Assistance at this level, especially if matched by state governments may very well trigger another baby boom, especially since adding children will add the additional income now added by buying a bigger house. Such a baby boom is the only real long-term solution to the demographic problems facing Social Security, Medicare and Medicaid, which are more demographic than fiscal. Fixing that problem in the right way adds value to tax reform.  Adopting this should be scored as a pro-life vote, voting no should be a down check to any pro-life voting record.

The NBRT should fund services to families, including education at all levels, mental health care, disability benefits, Temporary Aid to Needy Families, Supplemental Nutrition Assistance, Medicare and Medicaid. Such a shift would radically reduce the budget needs of HHS, while improving services to vulnerable populations, although some of these benefits could be transferred to the Child Tax Credit.

The NBRT could also be used to shift governmental spending from public agencies to private providers without any involvement by the government – especially if the several states adopted an identical tax structure. Either employers as donors or workers as recipients could designate that revenues that would otherwise be collected for public schools would instead fund the public or private school of their choice. Private mental health providers could be preferred on the same basis over public mental health institutions. This is a feature that is impossible with the FairTax or a VAT alone.

To extract cost savings under the NBRT, allow companies to offer services privately to both employees and retirees in exchange for a substantial tax benefit, provided that services are at least as generous as the current programs. Employers who fund catastrophic care would get an even higher benefit, with the proviso that any care so provided be superior to the care available through Medicaid. Making employers responsible for most costs and for all cost savings allows them to use some market power to get lower rates, but not so much that the free market is destroyed.  Increasing Part B and Part D premiums also makes it more likely that an employer-based system will be supported by retirees.

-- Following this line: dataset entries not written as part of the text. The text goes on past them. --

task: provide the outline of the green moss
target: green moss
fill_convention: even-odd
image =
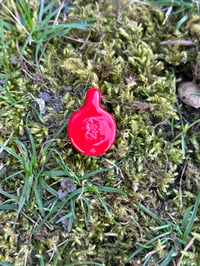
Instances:
[[[37,8],[32,6],[34,14]],[[185,76],[199,80],[198,71],[194,68],[194,54],[195,57],[199,54],[187,46],[161,44],[162,41],[175,38],[191,39],[199,43],[199,17],[191,15],[179,32],[175,32],[174,21],[168,19],[167,23],[163,24],[164,13],[157,8],[141,4],[129,5],[128,1],[117,1],[116,5],[111,4],[111,1],[90,4],[86,1],[74,1],[69,16],[61,13],[59,19],[67,23],[88,17],[97,18],[97,23],[91,29],[73,30],[64,37],[49,41],[45,47],[46,57],[40,54],[40,69],[35,62],[36,44],[33,42],[26,47],[22,60],[18,48],[22,49],[26,34],[19,26],[13,25],[11,31],[4,29],[11,71],[2,80],[8,80],[7,89],[16,101],[27,101],[12,106],[9,101],[0,101],[1,143],[6,143],[12,135],[21,139],[28,149],[31,149],[30,140],[26,135],[26,117],[30,112],[28,127],[35,141],[37,155],[41,155],[44,143],[51,141],[61,125],[82,105],[85,91],[90,87],[98,87],[102,94],[103,107],[114,116],[117,123],[117,137],[113,147],[98,157],[79,154],[72,148],[64,130],[53,142],[54,148],[61,154],[64,165],[80,177],[114,166],[110,171],[94,174],[90,177],[90,182],[93,185],[117,186],[127,194],[125,198],[113,193],[102,193],[114,220],[121,223],[121,226],[118,226],[108,218],[98,199],[87,192],[91,207],[88,228],[85,227],[87,207],[84,202],[77,201],[77,218],[70,233],[64,233],[61,227],[56,227],[52,219],[48,222],[52,226],[50,228],[55,228],[55,231],[51,232],[44,224],[44,229],[38,230],[32,236],[28,260],[33,263],[38,263],[36,255],[42,255],[45,263],[50,260],[49,265],[53,265],[53,252],[58,250],[59,253],[59,245],[72,237],[70,245],[59,253],[58,265],[66,261],[68,254],[71,254],[72,262],[88,260],[105,265],[124,265],[124,261],[136,249],[135,243],[142,238],[141,228],[151,232],[152,226],[155,226],[149,217],[138,211],[138,201],[142,201],[147,208],[156,212],[160,219],[165,220],[167,213],[170,213],[180,222],[183,211],[194,204],[199,192],[198,126],[183,132],[175,89],[176,78],[180,81],[182,76]],[[13,37],[17,38],[18,42],[11,41]],[[1,44],[0,51],[2,54]],[[15,63],[11,60],[13,56],[18,59]],[[0,65],[0,70],[4,73],[3,64]],[[130,75],[135,78],[132,83],[126,82]],[[70,90],[67,89],[69,85],[72,86]],[[46,113],[42,115],[44,123],[39,118],[39,106],[34,101],[40,91],[48,92],[54,99],[62,99],[59,110],[55,109],[53,101],[46,104]],[[30,104],[34,108],[31,108]],[[184,106],[179,109],[184,123],[195,121],[190,118],[190,112],[194,113],[196,120],[199,119],[198,111]],[[185,139],[185,157],[181,135]],[[13,138],[10,138],[6,145],[19,152]],[[41,155],[35,167],[36,172],[38,169],[46,171],[42,167],[47,157],[47,152]],[[45,167],[48,170],[57,167],[56,159],[57,154],[52,152],[52,157]],[[8,175],[12,174],[12,171],[22,169],[16,158],[5,153],[3,167]],[[59,176],[47,175],[44,179],[49,186],[58,189]],[[84,182],[80,182],[84,187]],[[14,190],[15,193],[22,185],[21,176],[18,175],[10,179],[10,182],[4,181],[1,187],[6,191]],[[51,197],[45,190],[43,201],[46,202]],[[24,212],[34,211],[29,214],[36,219],[39,210],[35,209],[34,195],[31,200],[33,203],[30,204],[30,209],[24,208]],[[165,208],[159,212],[163,202]],[[28,208],[28,204],[25,206]],[[4,228],[1,229],[0,260],[23,265],[31,223],[21,218],[22,224],[17,224],[16,229],[13,229],[8,224],[9,219],[14,220],[13,215],[6,212],[2,220]],[[135,226],[130,215],[135,217],[141,228]],[[198,225],[197,218],[195,232],[198,232]],[[17,241],[19,237],[24,239],[23,243]],[[196,250],[187,252],[183,265],[197,260],[199,245],[195,242],[193,247],[196,247]],[[48,254],[47,250],[50,250]],[[134,261],[135,265],[142,264],[143,255],[145,256],[138,256]],[[176,262],[180,255],[181,251],[177,251],[177,257],[174,259]],[[160,248],[159,257],[162,256],[163,250]],[[154,262],[150,260],[149,265],[154,265]]]

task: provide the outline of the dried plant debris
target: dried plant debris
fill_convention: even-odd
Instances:
[[[200,108],[200,88],[195,83],[181,83],[178,86],[178,97],[185,104]]]
[[[171,240],[177,239],[174,230],[185,211],[190,218],[200,190],[199,89],[189,82],[185,95],[180,85],[178,97],[194,107],[180,110],[174,90],[180,80],[200,83],[200,18],[188,13],[176,31],[181,14],[175,7],[166,20],[167,8],[143,2],[3,1],[0,261],[124,266],[142,249],[127,266],[143,265],[149,257],[149,266],[162,265],[164,257],[171,259],[168,265],[178,265],[183,254],[184,265],[199,262],[198,238],[192,243],[190,234],[186,244]],[[26,6],[31,12],[23,16]],[[70,29],[79,26],[68,31],[68,23]],[[91,87],[100,89],[102,105],[117,123],[112,148],[92,158],[73,149],[66,132]],[[110,193],[113,189],[127,197]],[[159,223],[139,210],[138,202]],[[158,228],[162,221],[166,225]],[[198,215],[192,232],[199,227]],[[172,231],[160,240],[162,230]],[[149,236],[156,239],[150,245]]]

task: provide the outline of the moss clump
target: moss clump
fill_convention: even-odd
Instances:
[[[11,3],[7,2],[9,7]],[[59,6],[56,2],[54,8]],[[31,9],[34,14],[38,12],[38,6],[31,4]],[[175,31],[178,15],[174,16],[174,21],[168,19],[163,24],[164,14],[159,8],[138,3],[130,5],[129,1],[112,4],[107,0],[95,3],[74,1],[69,15],[62,11],[58,22],[92,17],[97,21],[89,29],[74,29],[68,35],[44,42],[44,50],[39,52],[39,64],[37,43],[27,45],[22,58],[18,51],[23,50],[27,35],[19,25],[11,23],[9,29],[5,24],[8,61],[0,65],[2,93],[6,97],[0,102],[0,141],[22,155],[22,149],[15,141],[20,140],[28,150],[30,163],[33,147],[28,132],[32,134],[36,157],[39,158],[31,169],[34,178],[38,178],[38,183],[33,181],[32,186],[46,182],[45,187],[38,190],[42,194],[44,214],[48,214],[53,201],[57,200],[59,171],[65,169],[64,166],[78,177],[78,189],[86,186],[85,175],[97,171],[87,178],[91,186],[115,187],[124,191],[127,197],[102,192],[102,199],[113,217],[111,220],[97,195],[88,190],[84,194],[87,201],[78,198],[75,203],[76,220],[71,232],[63,232],[60,224],[56,224],[56,217],[49,217],[29,238],[27,232],[34,229],[31,224],[37,224],[41,216],[41,206],[37,204],[37,194],[31,186],[31,202],[26,202],[23,209],[28,220],[20,215],[22,222],[15,229],[8,224],[9,220],[14,220],[13,213],[6,212],[2,220],[2,261],[22,265],[27,259],[30,265],[36,265],[42,256],[45,264],[61,265],[70,254],[69,262],[124,265],[136,250],[136,242],[146,241],[141,229],[152,234],[152,228],[158,226],[138,209],[137,202],[142,202],[161,220],[172,218],[181,224],[183,212],[194,204],[199,192],[199,124],[196,122],[199,113],[177,102],[175,89],[176,79],[199,80],[198,69],[194,67],[194,58],[199,53],[193,47],[162,45],[163,41],[171,39],[191,39],[198,45],[199,19],[191,15],[179,31]],[[17,41],[11,40],[13,36]],[[0,51],[3,54],[2,43]],[[131,82],[130,77],[133,77]],[[86,90],[94,86],[102,93],[103,107],[116,120],[117,137],[106,154],[87,157],[72,148],[66,130],[55,139],[53,137],[82,105]],[[51,96],[51,100],[45,102],[44,113],[40,112],[36,101],[41,100],[40,92]],[[50,152],[45,145],[51,142],[53,149]],[[25,183],[21,172],[9,180],[6,177],[23,171],[23,165],[5,150],[0,156],[1,189],[19,196]],[[70,177],[74,178],[72,173]],[[2,202],[5,200],[6,195],[3,195]],[[91,208],[89,224],[87,204]],[[65,206],[64,211],[67,208]],[[137,226],[130,216],[134,217]],[[197,217],[193,232],[198,233],[198,226]],[[24,239],[23,243],[19,239]],[[25,250],[27,243],[28,253]],[[156,247],[160,248],[159,242]],[[196,241],[192,248],[184,258],[185,265],[192,260],[198,261]],[[168,245],[160,248],[159,258],[169,250]],[[138,254],[132,263],[142,265],[145,255]],[[181,250],[177,250],[174,263],[180,256]],[[155,261],[149,263],[154,265]]]

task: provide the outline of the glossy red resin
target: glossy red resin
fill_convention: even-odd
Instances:
[[[81,153],[97,156],[113,145],[116,137],[114,118],[100,102],[101,92],[87,91],[84,105],[75,111],[68,124],[68,136],[72,145]]]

Enacting the NBRT is probably the most promising way to decrease health care costs from their current upward spiral – as employers who would be financially responsible for this care through taxes would have a real incentive to limit spending in a way that individual taxpayers simply do not have the means or incentive to exercise. While not all employers would participate, those who do would dramatically alter the market. In addition, a kind of beneficiary exchange could be established so that participating employers might trade credits for the funding of former employees who retired elsewhere, so that no one must pay unduly for the medical costs of workers who spent the majority of their careers in the service of other employers. Conceivably, NBRT offsets could exceed revenue. In this case, employers would receive a VAT credit.

The Administration believes that the Affordable Care Act is failing. It was not, but it will soon with the end of mandates. Rates will soon start going up as  incentives for the uninsured are not adequate in the light of pre-existing condition reform to make them less risk averse than investors in the private insurance market, the whole house of cards may collapse – leading to either single payer or the enactment of a subsidized public option (which, given the nature of capitalism, will evolve into single payer).  While no one knows how the uninsured will react over time, the investment markets will likely go south at the first sign of trouble. 

We suggest to the Secretary that he have an option ready when this occurs.  Enactment of a tax like the NBRT will likely be necessary in the unlikely event the ACA collapses.  It could also be used to offset non-wage income tax cuts proposed by the House, rather than cutting coverage for older, poorer and sicker Americans.  Single-payer is inevitable unless the President is simply blowing smoke about the ACA failing.

Thank you for the opportunity to address the committee.  We are, of course, available for direct testimony or to answer questions by members and staff.